Dans certaines parties du monde, à l’âge où d’autres vont à l’école, des fillettes sont mariées à des hommes beaucoup plus âgés. Le travail de la photographe Stephanie Sinclair lève le voile sur une réalité qui n’a pas de visage. Aujourd’hui, elle en a un et même plusieurs, ceux d’Aracely, Destaye, Ghada, Ghulam, Hawa, Tehani, autant de vies brisées que Stephanie Sinclair a immortalisées pour éveiller une prise de conscience. Cette photographe lutte depuis treize ans contre les mariages forcés et les mutilations faites aux femmes. L’exposition « Too Young to Wed : mariées trop jeunes », du nom de l’ONG qu’elle a créée en 2012, rassemble 175 photos, dont 115 jamais présentées, et rend hommage à ces victimes-héroïnes. Elle inaugure avec force l’Arche du photojournalisme, située au 35e étage de la Grande Arche de la Défense à Paris.

Tehani (au second plan) avait 6 ans lorsqu’elle a été mariée à Majed, 25 ans. Elle est photographiée deux ans plus tard aux environs de Hajjah au Yemen avec son ancienne camarade de classe, Ghada. © Stephanie Sinclair

Des chiffres alarmants pour un constat bouleversant

Dans plus de cinquante pays dans le monde, une jeune fille toutes les deux secondes est mariée contre son gré, soit 39 000 victimes chaque jour. Dans dix ans, ce ne seront pas moins de 140 millions de mineures mariées avant l’âge de 18 ans ; d’ici 2050, elles seront 1,2 milliard. L’Organisation mondiale de la santé (OMS) estime à 16 millions le nombre de filles entre 15 et 19 ans, chaque année, qui donne naissance à un enfant ; le chiffre se monte à plus d’un million pour les moins de 15 ans.

Au Bangladesh notamment, 29% des fillettes sont mariées avant leurs 5 ans. Or, les pays occidentaux ne sont pas épargnés par le phénomène. En Europe de l’est par exemple, 11% des jeunes filles deviennent des épouses avant l’âge de 18 ans. Aux Etats-Unis, un vide juridique persiste quant à l’âge minimum légal du mariage au niveau fédéral et qui concerne une trentaine d’Etats dans le pays. En effet, des adolescents auraient le droit de se marier s’ils ont le consentement des parents ou d’un juge.
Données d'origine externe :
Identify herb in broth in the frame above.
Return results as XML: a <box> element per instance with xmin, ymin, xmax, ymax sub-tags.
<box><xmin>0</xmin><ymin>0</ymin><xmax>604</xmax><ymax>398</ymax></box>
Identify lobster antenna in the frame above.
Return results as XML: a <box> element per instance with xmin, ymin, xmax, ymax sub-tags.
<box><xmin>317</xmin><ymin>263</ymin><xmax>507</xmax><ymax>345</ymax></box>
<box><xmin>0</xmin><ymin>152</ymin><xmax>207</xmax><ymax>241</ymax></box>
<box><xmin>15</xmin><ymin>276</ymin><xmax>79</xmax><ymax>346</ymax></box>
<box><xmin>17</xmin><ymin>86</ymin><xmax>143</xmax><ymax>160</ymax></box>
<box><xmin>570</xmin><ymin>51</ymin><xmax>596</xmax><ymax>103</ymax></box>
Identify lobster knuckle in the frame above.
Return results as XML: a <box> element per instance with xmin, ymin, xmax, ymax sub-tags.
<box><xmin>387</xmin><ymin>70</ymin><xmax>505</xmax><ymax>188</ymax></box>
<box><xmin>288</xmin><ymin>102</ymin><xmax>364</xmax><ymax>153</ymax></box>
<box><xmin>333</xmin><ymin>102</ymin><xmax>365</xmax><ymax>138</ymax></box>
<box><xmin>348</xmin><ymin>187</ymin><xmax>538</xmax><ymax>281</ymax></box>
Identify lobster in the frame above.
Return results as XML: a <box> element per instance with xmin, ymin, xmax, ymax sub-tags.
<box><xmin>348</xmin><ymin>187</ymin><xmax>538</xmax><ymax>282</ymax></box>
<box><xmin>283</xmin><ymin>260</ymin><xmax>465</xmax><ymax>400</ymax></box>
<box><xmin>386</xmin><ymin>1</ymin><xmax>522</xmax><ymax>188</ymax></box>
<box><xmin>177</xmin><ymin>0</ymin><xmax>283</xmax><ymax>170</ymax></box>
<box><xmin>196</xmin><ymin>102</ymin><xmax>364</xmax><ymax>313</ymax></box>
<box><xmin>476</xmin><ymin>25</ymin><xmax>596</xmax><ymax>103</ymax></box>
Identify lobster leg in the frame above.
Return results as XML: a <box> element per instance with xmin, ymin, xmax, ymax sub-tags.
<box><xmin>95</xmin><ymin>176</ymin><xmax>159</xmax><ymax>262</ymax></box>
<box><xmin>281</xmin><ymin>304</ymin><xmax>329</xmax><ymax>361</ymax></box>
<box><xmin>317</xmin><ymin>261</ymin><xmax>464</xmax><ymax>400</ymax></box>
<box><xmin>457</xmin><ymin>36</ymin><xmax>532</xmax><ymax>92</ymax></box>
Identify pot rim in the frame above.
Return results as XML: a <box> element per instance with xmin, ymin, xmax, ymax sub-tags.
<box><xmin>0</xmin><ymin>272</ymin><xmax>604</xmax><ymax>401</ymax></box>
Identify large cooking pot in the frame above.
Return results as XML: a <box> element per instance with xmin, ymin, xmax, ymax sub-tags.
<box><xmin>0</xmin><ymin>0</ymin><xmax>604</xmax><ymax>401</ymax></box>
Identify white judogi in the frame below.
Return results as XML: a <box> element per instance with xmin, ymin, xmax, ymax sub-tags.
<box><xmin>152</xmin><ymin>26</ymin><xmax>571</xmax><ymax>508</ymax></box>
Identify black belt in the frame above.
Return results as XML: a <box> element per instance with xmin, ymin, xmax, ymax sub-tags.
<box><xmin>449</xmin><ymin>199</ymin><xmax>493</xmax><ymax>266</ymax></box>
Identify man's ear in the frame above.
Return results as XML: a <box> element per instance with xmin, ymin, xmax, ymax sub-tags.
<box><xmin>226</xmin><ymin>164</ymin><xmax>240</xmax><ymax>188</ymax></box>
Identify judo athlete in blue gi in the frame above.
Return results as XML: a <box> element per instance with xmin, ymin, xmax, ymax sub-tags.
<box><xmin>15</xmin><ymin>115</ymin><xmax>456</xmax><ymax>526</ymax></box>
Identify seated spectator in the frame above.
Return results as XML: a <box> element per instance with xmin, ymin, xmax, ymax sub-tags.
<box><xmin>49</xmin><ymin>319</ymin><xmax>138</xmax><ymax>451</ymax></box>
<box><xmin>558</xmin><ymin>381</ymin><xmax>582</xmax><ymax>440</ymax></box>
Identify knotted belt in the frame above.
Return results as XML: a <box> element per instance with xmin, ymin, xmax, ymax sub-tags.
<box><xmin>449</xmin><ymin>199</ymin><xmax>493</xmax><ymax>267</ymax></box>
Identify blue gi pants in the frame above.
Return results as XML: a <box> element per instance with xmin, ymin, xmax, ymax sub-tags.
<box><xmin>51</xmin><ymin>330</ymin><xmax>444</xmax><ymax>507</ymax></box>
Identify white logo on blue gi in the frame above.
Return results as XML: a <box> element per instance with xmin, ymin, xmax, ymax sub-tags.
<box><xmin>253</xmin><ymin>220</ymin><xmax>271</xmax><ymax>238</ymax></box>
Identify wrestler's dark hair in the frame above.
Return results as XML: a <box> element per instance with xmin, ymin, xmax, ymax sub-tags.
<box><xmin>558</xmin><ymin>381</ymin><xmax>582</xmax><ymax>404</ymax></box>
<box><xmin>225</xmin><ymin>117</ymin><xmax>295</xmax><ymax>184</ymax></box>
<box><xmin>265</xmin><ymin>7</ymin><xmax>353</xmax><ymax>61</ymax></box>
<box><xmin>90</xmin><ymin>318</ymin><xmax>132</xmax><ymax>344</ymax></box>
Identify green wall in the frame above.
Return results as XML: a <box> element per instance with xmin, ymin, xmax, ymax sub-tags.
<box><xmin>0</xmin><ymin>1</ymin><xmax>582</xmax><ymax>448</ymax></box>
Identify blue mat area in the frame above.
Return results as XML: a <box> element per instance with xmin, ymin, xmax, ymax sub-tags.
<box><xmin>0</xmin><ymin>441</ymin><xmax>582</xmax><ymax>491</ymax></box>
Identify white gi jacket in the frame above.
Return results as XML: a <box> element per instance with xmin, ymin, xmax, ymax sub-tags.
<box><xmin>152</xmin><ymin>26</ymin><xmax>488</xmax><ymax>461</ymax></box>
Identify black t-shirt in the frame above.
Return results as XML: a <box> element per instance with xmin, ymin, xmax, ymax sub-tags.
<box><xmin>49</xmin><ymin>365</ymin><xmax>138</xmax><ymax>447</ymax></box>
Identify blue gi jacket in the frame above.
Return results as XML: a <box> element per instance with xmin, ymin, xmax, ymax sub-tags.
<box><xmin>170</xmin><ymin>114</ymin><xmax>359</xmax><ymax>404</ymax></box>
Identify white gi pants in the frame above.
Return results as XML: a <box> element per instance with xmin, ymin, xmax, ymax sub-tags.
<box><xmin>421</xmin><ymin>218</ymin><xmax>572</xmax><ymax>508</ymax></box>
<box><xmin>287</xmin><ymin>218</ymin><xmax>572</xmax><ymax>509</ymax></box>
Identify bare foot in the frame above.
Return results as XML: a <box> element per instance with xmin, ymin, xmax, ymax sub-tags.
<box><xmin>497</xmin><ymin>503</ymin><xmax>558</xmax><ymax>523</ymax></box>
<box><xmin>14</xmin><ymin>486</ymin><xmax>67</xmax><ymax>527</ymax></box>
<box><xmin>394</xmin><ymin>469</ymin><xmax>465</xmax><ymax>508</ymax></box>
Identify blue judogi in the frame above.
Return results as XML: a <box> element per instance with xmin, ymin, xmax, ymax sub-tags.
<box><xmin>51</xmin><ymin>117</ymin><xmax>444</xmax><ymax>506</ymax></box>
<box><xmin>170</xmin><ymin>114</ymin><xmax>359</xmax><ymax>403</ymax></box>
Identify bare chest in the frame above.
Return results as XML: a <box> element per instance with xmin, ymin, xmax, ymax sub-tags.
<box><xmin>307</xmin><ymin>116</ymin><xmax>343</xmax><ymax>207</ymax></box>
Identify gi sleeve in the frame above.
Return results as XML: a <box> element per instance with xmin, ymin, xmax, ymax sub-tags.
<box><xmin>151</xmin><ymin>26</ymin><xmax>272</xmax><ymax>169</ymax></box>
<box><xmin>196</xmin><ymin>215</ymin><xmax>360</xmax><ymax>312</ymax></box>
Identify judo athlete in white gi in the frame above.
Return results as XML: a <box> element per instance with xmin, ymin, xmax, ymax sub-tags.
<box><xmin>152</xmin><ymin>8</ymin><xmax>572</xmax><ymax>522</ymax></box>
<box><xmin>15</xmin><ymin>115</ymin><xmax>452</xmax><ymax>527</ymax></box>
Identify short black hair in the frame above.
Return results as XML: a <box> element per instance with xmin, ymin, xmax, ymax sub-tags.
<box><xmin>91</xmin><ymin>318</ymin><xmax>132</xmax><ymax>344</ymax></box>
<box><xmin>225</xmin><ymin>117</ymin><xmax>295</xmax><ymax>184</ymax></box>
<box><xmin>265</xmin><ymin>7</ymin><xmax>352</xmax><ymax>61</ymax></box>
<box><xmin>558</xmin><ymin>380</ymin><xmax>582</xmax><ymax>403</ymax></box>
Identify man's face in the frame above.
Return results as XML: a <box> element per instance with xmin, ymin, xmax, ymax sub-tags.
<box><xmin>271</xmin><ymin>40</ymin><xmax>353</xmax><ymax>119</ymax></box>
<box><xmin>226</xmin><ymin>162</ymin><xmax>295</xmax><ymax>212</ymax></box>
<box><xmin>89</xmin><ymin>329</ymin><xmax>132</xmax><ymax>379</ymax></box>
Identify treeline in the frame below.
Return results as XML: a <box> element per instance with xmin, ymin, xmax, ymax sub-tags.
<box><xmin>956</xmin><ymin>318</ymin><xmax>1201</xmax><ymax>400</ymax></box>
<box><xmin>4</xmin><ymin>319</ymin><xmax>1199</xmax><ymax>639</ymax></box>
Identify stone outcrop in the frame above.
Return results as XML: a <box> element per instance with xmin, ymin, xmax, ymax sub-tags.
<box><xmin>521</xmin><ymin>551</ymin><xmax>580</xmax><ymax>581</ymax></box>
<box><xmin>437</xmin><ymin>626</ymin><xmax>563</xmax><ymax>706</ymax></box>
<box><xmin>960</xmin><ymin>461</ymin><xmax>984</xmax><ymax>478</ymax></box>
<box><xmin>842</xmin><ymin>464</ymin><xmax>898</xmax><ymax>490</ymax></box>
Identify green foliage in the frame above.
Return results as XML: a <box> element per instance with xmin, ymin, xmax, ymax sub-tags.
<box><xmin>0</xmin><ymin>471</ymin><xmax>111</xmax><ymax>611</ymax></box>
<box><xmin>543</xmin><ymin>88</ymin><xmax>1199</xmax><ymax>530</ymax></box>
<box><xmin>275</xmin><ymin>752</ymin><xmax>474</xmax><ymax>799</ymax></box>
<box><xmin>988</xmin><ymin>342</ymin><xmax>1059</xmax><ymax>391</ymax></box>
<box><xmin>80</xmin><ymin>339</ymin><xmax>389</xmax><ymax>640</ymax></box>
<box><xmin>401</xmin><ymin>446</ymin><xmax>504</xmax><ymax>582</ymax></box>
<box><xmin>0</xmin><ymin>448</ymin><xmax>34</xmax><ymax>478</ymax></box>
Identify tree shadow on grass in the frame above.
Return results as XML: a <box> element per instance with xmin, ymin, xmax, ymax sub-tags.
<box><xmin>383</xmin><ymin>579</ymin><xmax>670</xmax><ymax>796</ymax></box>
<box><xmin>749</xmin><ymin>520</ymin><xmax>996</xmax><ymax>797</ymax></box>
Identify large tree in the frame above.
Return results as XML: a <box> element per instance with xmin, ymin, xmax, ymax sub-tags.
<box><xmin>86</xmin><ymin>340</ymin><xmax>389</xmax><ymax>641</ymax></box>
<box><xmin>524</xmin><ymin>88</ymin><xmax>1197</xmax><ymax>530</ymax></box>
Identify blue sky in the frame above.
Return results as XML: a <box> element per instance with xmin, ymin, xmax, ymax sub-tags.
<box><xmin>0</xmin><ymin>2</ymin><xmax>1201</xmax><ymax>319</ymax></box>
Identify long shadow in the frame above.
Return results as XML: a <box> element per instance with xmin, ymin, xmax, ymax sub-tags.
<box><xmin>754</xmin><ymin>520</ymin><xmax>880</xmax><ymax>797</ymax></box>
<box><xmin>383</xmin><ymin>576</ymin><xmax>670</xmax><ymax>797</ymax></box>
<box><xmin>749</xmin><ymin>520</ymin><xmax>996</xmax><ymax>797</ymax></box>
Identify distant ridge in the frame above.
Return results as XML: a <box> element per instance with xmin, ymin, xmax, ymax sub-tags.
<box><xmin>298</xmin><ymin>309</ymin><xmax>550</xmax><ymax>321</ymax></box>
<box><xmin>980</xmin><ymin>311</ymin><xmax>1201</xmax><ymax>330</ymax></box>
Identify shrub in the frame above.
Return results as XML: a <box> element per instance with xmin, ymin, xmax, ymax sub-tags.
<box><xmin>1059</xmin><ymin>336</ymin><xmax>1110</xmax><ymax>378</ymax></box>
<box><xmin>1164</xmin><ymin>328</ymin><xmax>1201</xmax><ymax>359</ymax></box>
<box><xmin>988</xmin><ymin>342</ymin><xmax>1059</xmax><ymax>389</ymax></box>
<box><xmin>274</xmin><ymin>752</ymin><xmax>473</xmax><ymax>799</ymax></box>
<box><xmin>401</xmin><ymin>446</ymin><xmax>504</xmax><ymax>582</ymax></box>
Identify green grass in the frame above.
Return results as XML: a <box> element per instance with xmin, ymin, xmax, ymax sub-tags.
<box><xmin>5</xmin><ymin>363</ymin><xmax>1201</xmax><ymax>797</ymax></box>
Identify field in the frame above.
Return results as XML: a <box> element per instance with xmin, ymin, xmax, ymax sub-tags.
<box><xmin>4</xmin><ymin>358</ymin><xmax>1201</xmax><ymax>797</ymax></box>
Les statistiques glaçantes ne se limitent pas uniquement à la question des mariages forcés, d’autres sévices ajoutent des plaies physiques à des traumatismes psychologiques qui ne cicatrisent jamais. En effet, l’excision est encore trop souvent une condition préalable au mariage dans de nombreux pays de la péninsule arabique, d’Afrique et d’Asie. Cette pratique consiste à l’ablation partielle ou totale des parties génitales, dont le clitoris, et concerne chaque année 3 millions de jeunes filles à travers le monde selon l’Unicef. Les victimes de ces mutilations, pratiquées en principe sans anesthésie ni aucune précaution d’hygiène, se dénombrent en plusieurs centaines de millions. 

En Indonésie, une fillette vient de subir une excision. © Stephanie Sinclair

Derrière l’objectif, un combat : mettre des visages devant une réalité qui dérange

Ils sont nombreux les visiteurs qui ne parviennent pas à soutenir les regards de tristesse et parfois de gravité de ces fillettes qu’on force à devenir des femmes ; il y a quelque-chose de gênant, comme si nous prenions soudain conscience de notre position de voyeurs immobiles et inertes. Cependant, ce n’est pas un Déjeuner sur l’herbe qui se déroule sous nos yeux mais bien une série d’existences sacrifiées. Stephanie Sinclair a sûrement voulu recréer volontairement chez le visiteur le malaise qu’elle a ressenti lorsqu’elle s’est confrontée pour la première fois au sujet des mariages d’enfants. 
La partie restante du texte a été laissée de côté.